When Alfredo sauce is made with heavy cream, the sauce usually thickens nicely as it cooks. But the sauce can be made with other dairy products, such as light cream or half and half, and when these are used, it sometimes creates a sauce that's too thin. The trick is to add a small amount of flour, which will act as a natural thickener to create that creamy, indulgent sauce.
This classic dish started as a combination of butter and Parmesan cheese initially invented by Alfredo di Lelio for his wife in Rome after she gave birth and didn't have much of an appetite. But over time, as the dish migrated to the United States, Americans started adding cream after a U.S.-based pasta company printed an Alfredo recipe involving cream right on its pasta box.
Next time you're whipping up some Alfredo sauce and find that it's thinner than it should be, add a little flour. But there is a right way to do this to make sure the flour blends smoothly and cooks completely.
Why does flour thicken Alfredo sauce?
Flour is a powdered substance made from finely ground grains — this means it includes plenty of starch. Starch molecules break apart when they're heated, which allows each of those individual molecules to bond to water molecules. When this happens, the starch molecules essentially absorb and trap those water molecules, removing moisture from the environment.

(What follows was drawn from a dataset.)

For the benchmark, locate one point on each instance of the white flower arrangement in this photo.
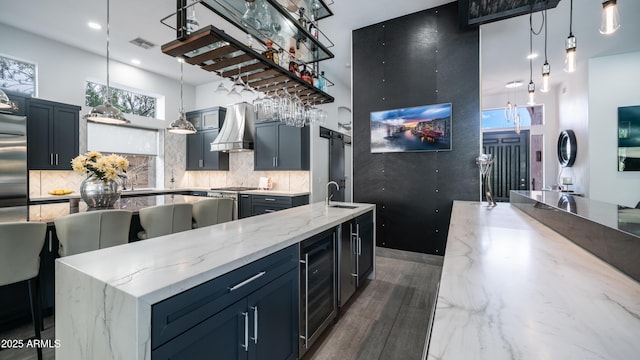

When you have a sauce that's too watery, the starch within the flour takes care of business by absorbing that excess water, leaving you with a thicker sauce in much less time than it would have taken for the sauce to reduce. Heavy cream is about 57% water, so you might not need any flour if using it in Alfredo sauce. But light cream is 74% water and half-and-half is 80% water, so you might have to add a little flour to the mix if you're preparing the sauce with either.
There is a right way to add flour to Alfredo sauce
When adding flour to a sauce, you never want to add it directly into the mix; always create a roux first. A roux is a combination of equal parts flour and fat (often butter), which are heated together to create a paste-like substance. This is important because when the two are combined, those fat molecules coat the starch molecules, preventing the starch from sticking together. This combination helps prevent flour clumps in your sauce, creating a smoother finished product. When making Alfredo sauce, you should start with the roux, then add the additional cream and cheese.
It's also important to make sure the flour cooks thoroughly. Flour can hide nasty germs, including salmonella and E. coli because there is potential for bacteria to infiltrate the wheat while it grows. Since the flour isn't heat-treated, those germs could still be present when it reaches your pantry. Thankfully, flour cooks pretty quickly, so you only need between three and five minutes of additional cooking time to get rid of that raw taste and illness risk. If you create a roux first but find that it hasn't thickened the sauce enough, try creating another small amount of roux in a separate pan or dish rather than adding flour directly to the sauce.